La retribución en especie por uso particular de vehículo puede eliminarse si la entidad cobra al gerente un importe equivalente al coste del arrendamiento financiero atribuible a esa utilización. Conforme al artículo 42.1 de la LIRPF, la renta en especie requiere gratuidad o precio inferior al de mercado; si se cobra precio de mercado por la disponibilidad para fines particulares, desaparece el carácter de rendimiento en especie. La aceptabilidad dependerá de que el criterio de reparto entre uso laboral y particular se base en disponibilidad (no en horas efectivas ni kilometraje) y sea validable por la inspección tributaria.
Hechos
La entidad consultante dispone de un vehículo de empresa, contratado en régimen de arrendamiento financiero, para su utilización en gestiones y desplazamientos propios de la empresa.

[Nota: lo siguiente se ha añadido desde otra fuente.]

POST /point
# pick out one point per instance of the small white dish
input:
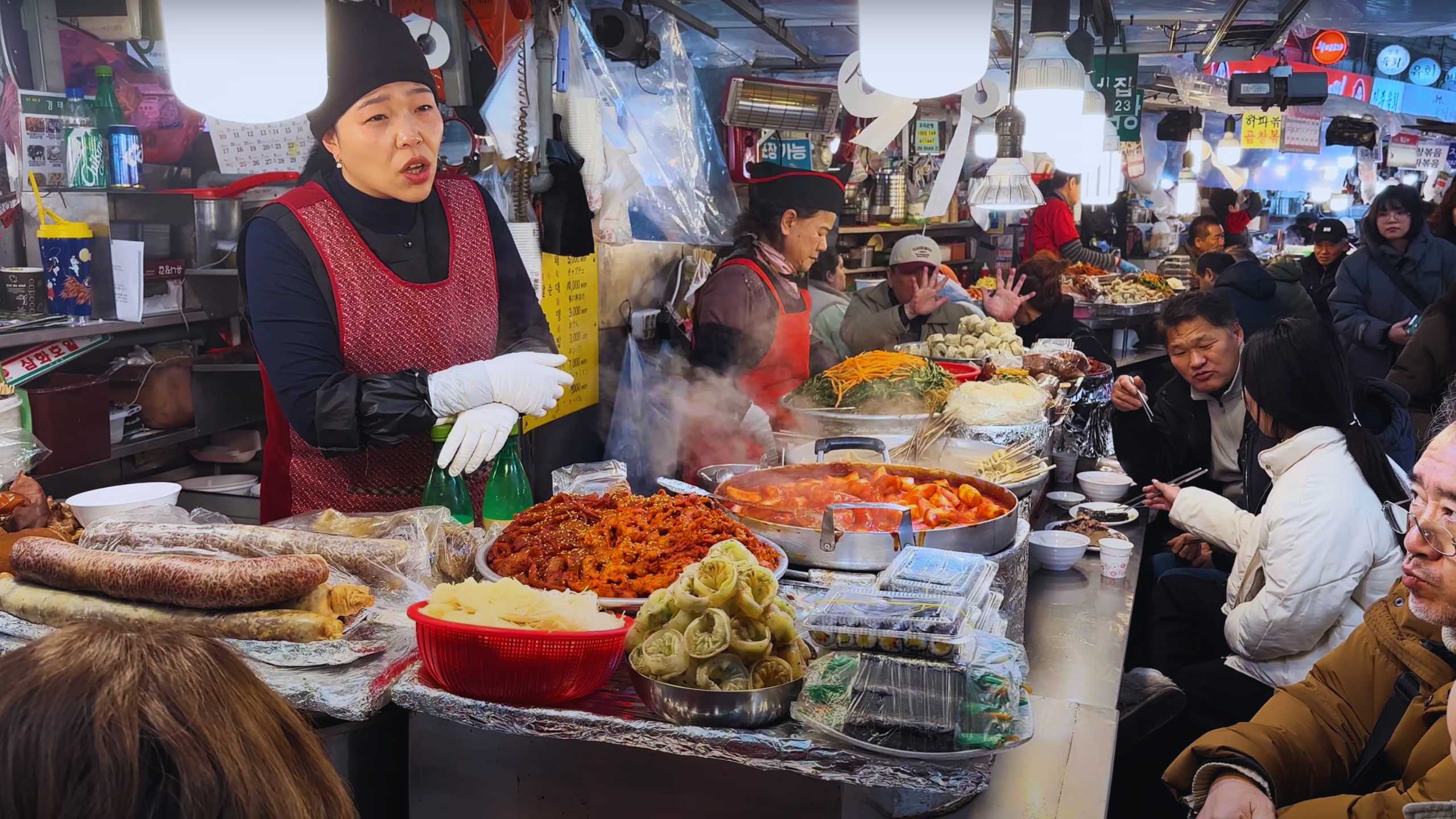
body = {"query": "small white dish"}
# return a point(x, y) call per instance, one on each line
point(1066, 500)
point(1104, 506)
point(1057, 551)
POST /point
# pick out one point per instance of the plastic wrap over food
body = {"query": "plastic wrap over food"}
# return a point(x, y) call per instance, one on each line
point(657, 121)
point(615, 714)
point(395, 570)
point(596, 478)
point(922, 709)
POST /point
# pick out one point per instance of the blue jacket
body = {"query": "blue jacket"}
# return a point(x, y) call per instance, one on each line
point(1366, 304)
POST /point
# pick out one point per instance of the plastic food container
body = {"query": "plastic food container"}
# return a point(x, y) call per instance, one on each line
point(918, 709)
point(890, 621)
point(940, 572)
point(516, 665)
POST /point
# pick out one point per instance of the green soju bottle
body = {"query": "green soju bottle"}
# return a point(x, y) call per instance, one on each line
point(508, 491)
point(445, 490)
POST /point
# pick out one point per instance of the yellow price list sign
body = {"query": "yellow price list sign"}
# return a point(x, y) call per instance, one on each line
point(570, 302)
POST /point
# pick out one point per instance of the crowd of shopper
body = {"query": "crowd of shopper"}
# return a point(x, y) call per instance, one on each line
point(1293, 643)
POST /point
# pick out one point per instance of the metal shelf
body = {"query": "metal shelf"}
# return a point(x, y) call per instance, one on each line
point(95, 327)
point(905, 228)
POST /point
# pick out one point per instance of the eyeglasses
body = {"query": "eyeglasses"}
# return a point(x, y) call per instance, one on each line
point(1404, 519)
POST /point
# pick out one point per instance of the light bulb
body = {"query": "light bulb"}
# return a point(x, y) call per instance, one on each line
point(983, 143)
point(924, 48)
point(209, 42)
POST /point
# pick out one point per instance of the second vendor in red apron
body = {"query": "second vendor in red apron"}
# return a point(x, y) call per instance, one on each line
point(752, 317)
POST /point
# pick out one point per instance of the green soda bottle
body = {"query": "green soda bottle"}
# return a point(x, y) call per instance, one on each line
point(445, 490)
point(508, 491)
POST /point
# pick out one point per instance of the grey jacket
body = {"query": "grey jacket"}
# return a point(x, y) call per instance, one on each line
point(874, 321)
point(1366, 304)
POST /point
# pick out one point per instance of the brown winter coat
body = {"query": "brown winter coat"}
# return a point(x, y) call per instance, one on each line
point(1309, 737)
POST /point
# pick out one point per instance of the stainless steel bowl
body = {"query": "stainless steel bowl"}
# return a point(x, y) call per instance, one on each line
point(717, 709)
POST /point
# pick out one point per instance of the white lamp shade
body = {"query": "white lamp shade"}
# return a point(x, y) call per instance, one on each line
point(924, 48)
point(1007, 185)
point(257, 61)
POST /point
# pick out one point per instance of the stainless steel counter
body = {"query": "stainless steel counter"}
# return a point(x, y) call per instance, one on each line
point(1077, 639)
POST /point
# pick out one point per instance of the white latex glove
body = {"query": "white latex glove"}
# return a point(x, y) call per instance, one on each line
point(756, 424)
point(531, 382)
point(478, 435)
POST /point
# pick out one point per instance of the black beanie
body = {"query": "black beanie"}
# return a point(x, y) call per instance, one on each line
point(369, 47)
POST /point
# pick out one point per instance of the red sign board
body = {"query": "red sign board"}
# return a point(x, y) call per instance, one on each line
point(1330, 47)
point(1340, 84)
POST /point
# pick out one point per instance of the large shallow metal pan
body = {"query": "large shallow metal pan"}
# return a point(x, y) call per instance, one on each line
point(830, 547)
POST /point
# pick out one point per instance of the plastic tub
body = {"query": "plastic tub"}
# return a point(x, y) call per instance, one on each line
point(69, 414)
point(516, 665)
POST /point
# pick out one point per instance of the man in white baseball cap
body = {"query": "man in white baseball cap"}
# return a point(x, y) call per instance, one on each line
point(908, 307)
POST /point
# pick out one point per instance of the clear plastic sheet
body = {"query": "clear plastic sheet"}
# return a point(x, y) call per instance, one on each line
point(922, 709)
point(596, 478)
point(615, 714)
point(659, 121)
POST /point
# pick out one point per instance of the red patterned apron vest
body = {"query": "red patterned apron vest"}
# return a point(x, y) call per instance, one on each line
point(385, 325)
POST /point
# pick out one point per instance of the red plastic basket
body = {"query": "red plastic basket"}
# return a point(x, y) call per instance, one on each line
point(516, 665)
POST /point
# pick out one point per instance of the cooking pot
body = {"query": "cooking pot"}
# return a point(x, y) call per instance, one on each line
point(830, 547)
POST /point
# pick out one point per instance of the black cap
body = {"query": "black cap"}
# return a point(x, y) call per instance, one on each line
point(797, 188)
point(369, 47)
point(1331, 231)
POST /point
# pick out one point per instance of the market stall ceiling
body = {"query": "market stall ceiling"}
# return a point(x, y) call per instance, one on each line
point(828, 27)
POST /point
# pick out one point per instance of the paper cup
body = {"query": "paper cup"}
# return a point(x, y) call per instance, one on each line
point(1065, 467)
point(1114, 554)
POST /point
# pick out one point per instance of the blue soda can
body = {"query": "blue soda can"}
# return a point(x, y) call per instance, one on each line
point(124, 156)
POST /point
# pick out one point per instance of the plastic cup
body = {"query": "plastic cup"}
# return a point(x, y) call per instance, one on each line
point(1065, 467)
point(1116, 554)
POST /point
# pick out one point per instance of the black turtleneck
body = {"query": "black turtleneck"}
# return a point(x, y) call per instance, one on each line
point(293, 318)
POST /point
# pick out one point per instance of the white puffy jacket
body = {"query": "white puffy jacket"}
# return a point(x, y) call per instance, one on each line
point(1308, 566)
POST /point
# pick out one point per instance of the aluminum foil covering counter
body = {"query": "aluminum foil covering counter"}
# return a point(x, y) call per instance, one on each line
point(617, 714)
point(346, 680)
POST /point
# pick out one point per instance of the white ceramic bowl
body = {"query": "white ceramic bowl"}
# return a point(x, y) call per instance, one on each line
point(1057, 551)
point(100, 503)
point(1066, 500)
point(1104, 486)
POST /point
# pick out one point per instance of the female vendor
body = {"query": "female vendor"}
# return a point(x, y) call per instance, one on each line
point(383, 297)
point(1056, 232)
point(752, 340)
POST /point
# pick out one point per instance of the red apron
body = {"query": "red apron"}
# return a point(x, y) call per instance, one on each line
point(385, 325)
point(784, 367)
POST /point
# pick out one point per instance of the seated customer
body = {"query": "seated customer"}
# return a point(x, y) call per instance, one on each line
point(1197, 421)
point(1381, 693)
point(908, 307)
point(1317, 271)
point(98, 722)
point(1044, 312)
point(1257, 296)
point(1306, 568)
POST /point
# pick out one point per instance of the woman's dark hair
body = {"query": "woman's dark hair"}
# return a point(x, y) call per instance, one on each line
point(1054, 183)
point(1403, 198)
point(102, 722)
point(1043, 274)
point(1221, 200)
point(762, 219)
point(1442, 219)
point(826, 264)
point(319, 161)
point(1196, 305)
point(1296, 374)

Además es utilizado por el gerente de la entidad para fines particulares, estimándose ese uso en 3/7 partes.
Cuestión planteada
Con motivo de la próxima contratación en arrendamiento financiero de un nuevo vehículo, se pregunta si puede eliminarse la retribución en especie del gerente (por el uso particular del vehículo) por la aportación por éste de las 3/7 partes del coste del arrendamiento financiero.
Contestación
En primer lugar y con un carácter genérico, procede señalar que en los supuestos de utilización simultánea en los ámbitos laboral y particular de vehículos de empresa resulta necesario establecer un criterio de reparto (entre esa utilización laboral y la particular) en el que, de acuerdo con la naturaleza y características de las funciones desarrolladas por los trabajadores de la empresa, se valore sólo la disponibilidad para fines particulares. Al ser esta una cuestión de hecho y cuya valoración procederá realizar, por tanto, a los órganos de gestión e inspección tributaria, no puede señalarse un criterio general de determinación; por lo que en el presente caso no procede entrar a valorar la corrección de la estimación realizada por la consultante de utilización particular en 3/7 partes, asunto que por otra parte tampoco es objeto de consulta. No obstante, sí procede matizar que no son aceptables aquellos que se cuantifiquen en función de las horas de utilización efectiva o kilometraje, pues el parámetro determinante debe ser la disponibilidad para fines particulares.
Dicho lo anterior, la única cuestión que se plantea se delimita al ámbito del IRPF, en concreto se pregunta sobre la posibilidad de eliminar la retribución en especie por el uso particular del vehículo por el pago por el gerente a la entidad del importe correspondiente a esa utilización.
El artículo 42.1 de la Ley 35/2006, de 28 de noviembre, del Impuesto sobre la Renta de las Personas Físicas y de modificación parcial de las leyes de los Impuestos sobre Sociedades, sobre la Renta de no Residentes y sobre el Patrimonio (BOE del día 29), determina que “constituyen rentas en especie la utilización, consumo u obtención, para fines particulares, de bienes, derechos o servicios de forma gratuita o por precio inferior al normal de mercado, aun cuando no supongan un gasto real para quien las conceda”. A lo que añade —en su segundo párrafo— que “cuando el pagador de las rentas entregue al contribuyente importes en metálico para que éste adquiera los bienes, derechos o servicios, la renta tendrá la consideración de dineraria”.
Evidentemente, si esa utilización particular no tiene carácter gratuito, sino que la entidad cobra al gerente el coste del arrendamiento financiero correspondiente a esa utilización particular (precio no inferior —por tanto— al de mercado), no existirá retribución en especie para aquel.
Lo que comunico a ustedes con efectos vinculantes, conforme a lo dispuesto en el apartado 1 del artículo 89 de la Ley 58/2003, de 17 de diciembre, General Tributaria (BOE del día 18).